Introduction to SQL for osquery: Getting Started With Querying & Analysis

Tags:
Blog Author
Doug Wilson

SQL (Structured Query Language) will be in its mid-forties later this month having been introduced by its creators Donald Chamberlin and Raymond Boyce in the 1970s. Given its age, it isn’t so hard to understand how the 2017 Stack Overflow Developers Survey uncovered that SQL is the second-most common programming language, used by 50% of developers and beaten only by JavaScript.

 

StackOverFlowSurvey(Image: SQL second most used programming language based on survey results from https://www.stackoverflow.com)

 

But even if many people “know” SQL and have used it to query a database before, thinking through how it could be used to query an endpoint is a relatively unfamiliar application, made possible only a short four years ago thanks to the open-source project, osquery.

 

Those who’ve dabbled in osquery already - or are actively considering it - have likely perused the SQL introduction for osquery documents provided on the osquery website.
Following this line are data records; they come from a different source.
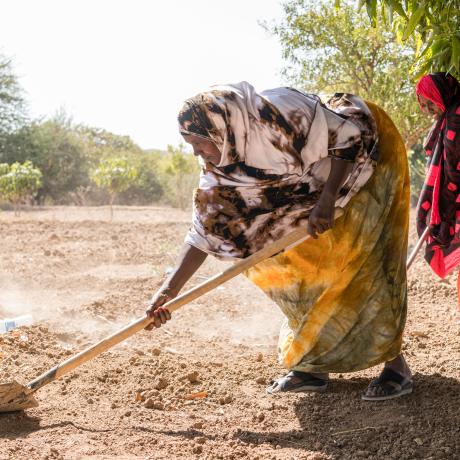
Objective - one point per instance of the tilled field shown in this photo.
(196, 387)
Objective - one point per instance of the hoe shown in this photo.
(15, 397)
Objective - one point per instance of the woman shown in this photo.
(281, 159)
(439, 203)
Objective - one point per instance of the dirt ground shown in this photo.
(82, 277)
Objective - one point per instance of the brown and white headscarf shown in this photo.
(276, 147)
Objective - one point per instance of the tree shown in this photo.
(333, 49)
(147, 188)
(435, 24)
(12, 104)
(18, 182)
(114, 175)
(54, 147)
(180, 172)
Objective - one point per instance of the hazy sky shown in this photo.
(126, 66)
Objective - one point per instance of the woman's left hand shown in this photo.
(321, 217)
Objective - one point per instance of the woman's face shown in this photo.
(205, 148)
(429, 106)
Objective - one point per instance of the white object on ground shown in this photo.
(10, 323)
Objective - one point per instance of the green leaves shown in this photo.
(19, 181)
(413, 21)
(435, 22)
(114, 174)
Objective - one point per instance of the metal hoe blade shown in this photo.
(14, 397)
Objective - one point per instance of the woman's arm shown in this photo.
(322, 215)
(190, 259)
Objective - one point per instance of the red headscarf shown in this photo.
(439, 203)
(427, 88)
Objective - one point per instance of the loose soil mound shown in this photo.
(196, 387)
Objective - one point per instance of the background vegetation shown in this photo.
(373, 48)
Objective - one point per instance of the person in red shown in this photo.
(439, 204)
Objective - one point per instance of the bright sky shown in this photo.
(127, 65)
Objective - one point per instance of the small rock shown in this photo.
(152, 404)
(197, 449)
(225, 400)
(161, 383)
(192, 377)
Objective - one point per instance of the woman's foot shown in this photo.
(296, 381)
(394, 381)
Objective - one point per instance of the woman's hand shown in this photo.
(159, 314)
(321, 217)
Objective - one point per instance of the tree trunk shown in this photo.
(112, 199)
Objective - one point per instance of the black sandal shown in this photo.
(295, 382)
(393, 384)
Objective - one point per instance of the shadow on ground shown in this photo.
(339, 424)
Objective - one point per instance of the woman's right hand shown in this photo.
(156, 311)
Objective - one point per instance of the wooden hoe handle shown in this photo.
(295, 237)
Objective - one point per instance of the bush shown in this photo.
(19, 182)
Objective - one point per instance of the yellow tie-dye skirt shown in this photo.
(344, 295)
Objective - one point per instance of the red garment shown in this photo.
(439, 202)
(428, 89)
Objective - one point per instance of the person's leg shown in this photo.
(395, 380)
(297, 381)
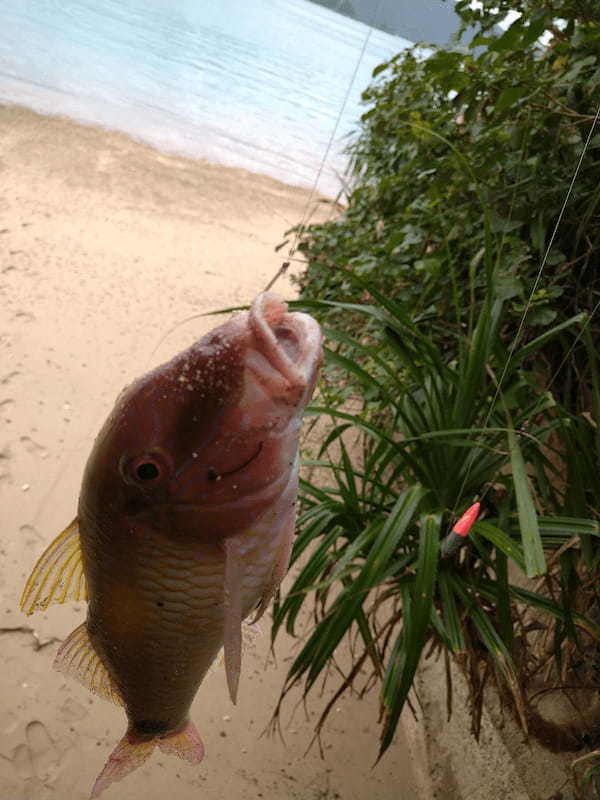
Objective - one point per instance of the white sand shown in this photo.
(106, 247)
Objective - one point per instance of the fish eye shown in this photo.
(147, 471)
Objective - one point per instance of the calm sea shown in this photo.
(251, 83)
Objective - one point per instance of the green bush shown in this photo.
(458, 291)
(463, 167)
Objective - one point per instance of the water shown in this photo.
(251, 83)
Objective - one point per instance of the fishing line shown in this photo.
(526, 310)
(306, 215)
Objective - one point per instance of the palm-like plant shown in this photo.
(439, 429)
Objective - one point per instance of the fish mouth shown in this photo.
(287, 345)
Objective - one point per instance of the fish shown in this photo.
(184, 526)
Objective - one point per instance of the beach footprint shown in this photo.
(37, 760)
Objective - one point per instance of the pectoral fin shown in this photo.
(279, 569)
(58, 575)
(234, 574)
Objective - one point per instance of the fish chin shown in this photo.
(284, 352)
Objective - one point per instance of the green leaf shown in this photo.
(509, 96)
(535, 563)
(409, 644)
(502, 541)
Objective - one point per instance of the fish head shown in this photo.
(204, 444)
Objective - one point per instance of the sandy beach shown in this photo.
(110, 252)
(107, 248)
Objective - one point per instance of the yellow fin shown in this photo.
(78, 658)
(58, 575)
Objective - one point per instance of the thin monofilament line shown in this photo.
(528, 305)
(325, 156)
(573, 345)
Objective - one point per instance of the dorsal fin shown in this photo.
(58, 575)
(78, 658)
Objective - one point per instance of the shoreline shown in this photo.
(164, 149)
(109, 252)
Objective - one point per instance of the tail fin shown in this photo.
(132, 751)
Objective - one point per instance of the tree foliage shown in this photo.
(458, 292)
(464, 166)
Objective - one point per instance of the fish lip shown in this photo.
(269, 315)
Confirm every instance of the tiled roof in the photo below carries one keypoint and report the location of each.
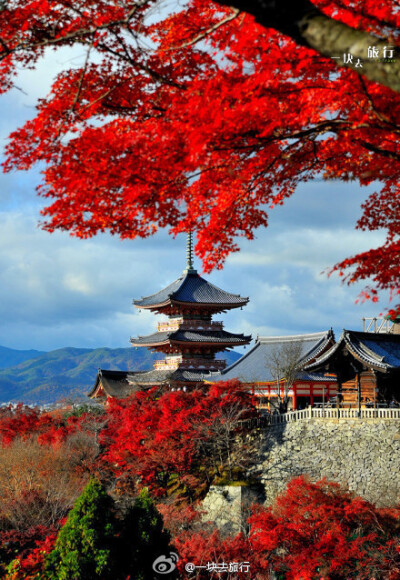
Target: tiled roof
(192, 288)
(380, 351)
(253, 366)
(121, 384)
(214, 336)
(114, 383)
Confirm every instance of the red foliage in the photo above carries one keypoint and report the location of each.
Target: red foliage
(319, 531)
(27, 549)
(155, 437)
(220, 120)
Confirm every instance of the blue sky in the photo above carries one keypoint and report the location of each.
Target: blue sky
(58, 291)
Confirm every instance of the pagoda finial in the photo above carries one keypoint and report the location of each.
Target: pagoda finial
(189, 254)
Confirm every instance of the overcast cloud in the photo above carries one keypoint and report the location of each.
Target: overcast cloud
(59, 291)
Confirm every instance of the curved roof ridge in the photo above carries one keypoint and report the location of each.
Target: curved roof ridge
(288, 338)
(239, 360)
(190, 287)
(170, 286)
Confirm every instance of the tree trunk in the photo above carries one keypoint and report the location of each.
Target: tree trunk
(309, 27)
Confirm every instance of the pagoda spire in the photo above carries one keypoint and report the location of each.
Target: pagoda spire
(189, 254)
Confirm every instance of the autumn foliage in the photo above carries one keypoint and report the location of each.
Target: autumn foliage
(201, 119)
(180, 440)
(176, 444)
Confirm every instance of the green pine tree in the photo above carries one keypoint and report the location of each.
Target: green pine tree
(84, 547)
(142, 540)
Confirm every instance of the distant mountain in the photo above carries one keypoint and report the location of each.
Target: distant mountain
(10, 357)
(68, 372)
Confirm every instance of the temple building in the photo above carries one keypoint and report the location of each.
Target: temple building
(189, 338)
(367, 367)
(262, 368)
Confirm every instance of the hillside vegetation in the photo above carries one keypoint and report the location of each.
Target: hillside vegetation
(66, 372)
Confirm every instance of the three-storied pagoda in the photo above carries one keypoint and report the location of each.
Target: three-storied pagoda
(189, 338)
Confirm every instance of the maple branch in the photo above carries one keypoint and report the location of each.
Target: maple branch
(81, 33)
(235, 13)
(308, 26)
(375, 149)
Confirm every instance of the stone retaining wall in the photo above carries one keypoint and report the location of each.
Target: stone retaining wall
(361, 454)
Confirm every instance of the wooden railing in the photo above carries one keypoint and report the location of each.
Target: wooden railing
(314, 413)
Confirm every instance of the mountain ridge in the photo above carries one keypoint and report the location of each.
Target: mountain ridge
(69, 372)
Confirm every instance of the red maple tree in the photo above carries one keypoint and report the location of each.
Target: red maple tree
(179, 441)
(204, 119)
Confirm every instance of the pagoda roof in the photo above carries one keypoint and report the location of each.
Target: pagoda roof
(113, 383)
(379, 351)
(192, 336)
(121, 384)
(253, 366)
(192, 289)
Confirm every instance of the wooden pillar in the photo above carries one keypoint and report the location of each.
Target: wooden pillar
(359, 393)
These docs are certainly helpful, but don’t necessarily follow an early learner’s natural progression. What we’ll explore here in both video and written format is a SQL introduction for osquery filtered by what we’ve learned through a variety of deployment experiences. I’ve tried to apply a logical progression for learning simple to complex SQL query structure as it applies to the first few days/hours of tinkering with osquery.

"Think of this as your SQL for osquery 101 – to be used as your “what now” guideline immediately following your osquery installation."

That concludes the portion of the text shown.